मुझे आदमी का सड़क पार करना हमेशा अच्छा लगता है क्योंकि इस तरह एक उम्मीद - सी होती है कि दुनिया जो इस तरफ है शायद उससे कुछ बेहतर हो सड़क के उस तरफ। -केदारनाथ सिंह
Sunday, December 10, 2006
BRAND BIHAREE
Brand- biharee
It takes 27 kilometre drive through bad roads.This is the only way to to reach Chanka, in North Bihar. A small Police station which uses Mahindra Jeep and Tractor as its official vehicle, but this Police station is also 5 km. from this village ! School is without teacher..and there is no doctor to to attend any medical emergency.
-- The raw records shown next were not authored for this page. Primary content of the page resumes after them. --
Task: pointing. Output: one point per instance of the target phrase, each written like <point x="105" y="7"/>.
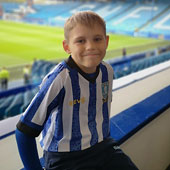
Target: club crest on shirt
<point x="105" y="91"/>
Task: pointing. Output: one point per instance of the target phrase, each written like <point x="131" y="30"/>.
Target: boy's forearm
<point x="28" y="151"/>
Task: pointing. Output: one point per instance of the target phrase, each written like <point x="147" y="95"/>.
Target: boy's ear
<point x="66" y="47"/>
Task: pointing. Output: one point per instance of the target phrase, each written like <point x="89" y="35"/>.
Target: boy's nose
<point x="90" y="45"/>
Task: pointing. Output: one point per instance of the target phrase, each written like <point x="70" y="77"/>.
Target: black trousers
<point x="102" y="156"/>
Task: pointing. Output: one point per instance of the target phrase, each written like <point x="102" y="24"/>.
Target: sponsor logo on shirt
<point x="77" y="101"/>
<point x="105" y="90"/>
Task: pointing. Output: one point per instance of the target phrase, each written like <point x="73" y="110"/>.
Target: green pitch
<point x="20" y="43"/>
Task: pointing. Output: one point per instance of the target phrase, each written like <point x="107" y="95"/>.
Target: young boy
<point x="72" y="107"/>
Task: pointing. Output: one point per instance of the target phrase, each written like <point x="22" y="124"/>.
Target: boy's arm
<point x="28" y="151"/>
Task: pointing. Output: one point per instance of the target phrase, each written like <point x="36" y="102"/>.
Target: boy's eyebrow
<point x="81" y="37"/>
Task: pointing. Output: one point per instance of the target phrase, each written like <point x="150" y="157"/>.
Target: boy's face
<point x="87" y="45"/>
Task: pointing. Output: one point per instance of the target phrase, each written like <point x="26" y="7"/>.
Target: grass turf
<point x="20" y="43"/>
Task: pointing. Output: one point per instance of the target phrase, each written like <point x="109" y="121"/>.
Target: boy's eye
<point x="80" y="41"/>
<point x="98" y="39"/>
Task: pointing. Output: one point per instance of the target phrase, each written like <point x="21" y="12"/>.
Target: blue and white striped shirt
<point x="71" y="109"/>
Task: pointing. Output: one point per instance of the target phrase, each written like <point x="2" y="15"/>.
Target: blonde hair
<point x="87" y="18"/>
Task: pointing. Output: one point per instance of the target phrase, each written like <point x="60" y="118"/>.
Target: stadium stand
<point x="137" y="18"/>
<point x="17" y="100"/>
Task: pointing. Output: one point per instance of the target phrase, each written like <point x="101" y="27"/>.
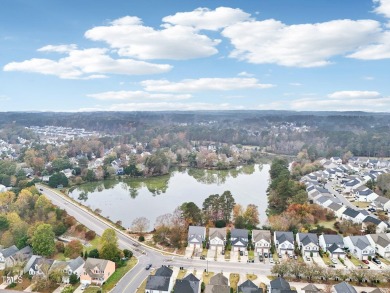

But even though the benifit of modern times may be missing, there are occassional signs of urban modernism in this village.The villagers watch the latest mavies with generator powered systems, elder occassionally replace their traditional country liquor with english.. and the young wear Jeans.Thos village is connected to Urban India through its increasing number of migrant labour and WLL Telephone Booth.
2001 census report says that 12 lakh people are estimated to have left Bihar ! "at least 50 per cent of all people of my age have migrated ,more than desperation,it is search for better economic opportunities....." says Manoj kumar .a 22year old , who runs a WLL public telephone booth in Chanka village. When the agricultural season peaks in Punjab , there are days in in North Bihar's Kathiar Railway station. when a lot of tickets are sold for Ludhiana ....the daily Amarapalee Express's general bogy tells the migration story of this district. Moneyorders are the other way to know migration story.In 2001-2002 moneyorder remittance from Bihari migrants to their homes was Rs518 crore! in 2002-2003 it is Rs682 crore up by 32 per cent.Delhi is among the original destinations of migrating Biharis.In 2001 ,the NATIONAL CAPITAL REGION PLANNING BOARD estimated that nearly 11 per cent of Delhi population was from Bihar .
A study conducted by the INSTITUTE OF HUMAN DEVELOPMENT,New Delhi,in six villages of Gopalganj, Madshubani an PURNEA districs shows migration nearly doubled in the last two decades.In 2000, 49 per cent families had a migrant, compared to 28 per cent in 1983.The same study finds that only 6.56 per cent of the migrants hsd a government job at their destinations.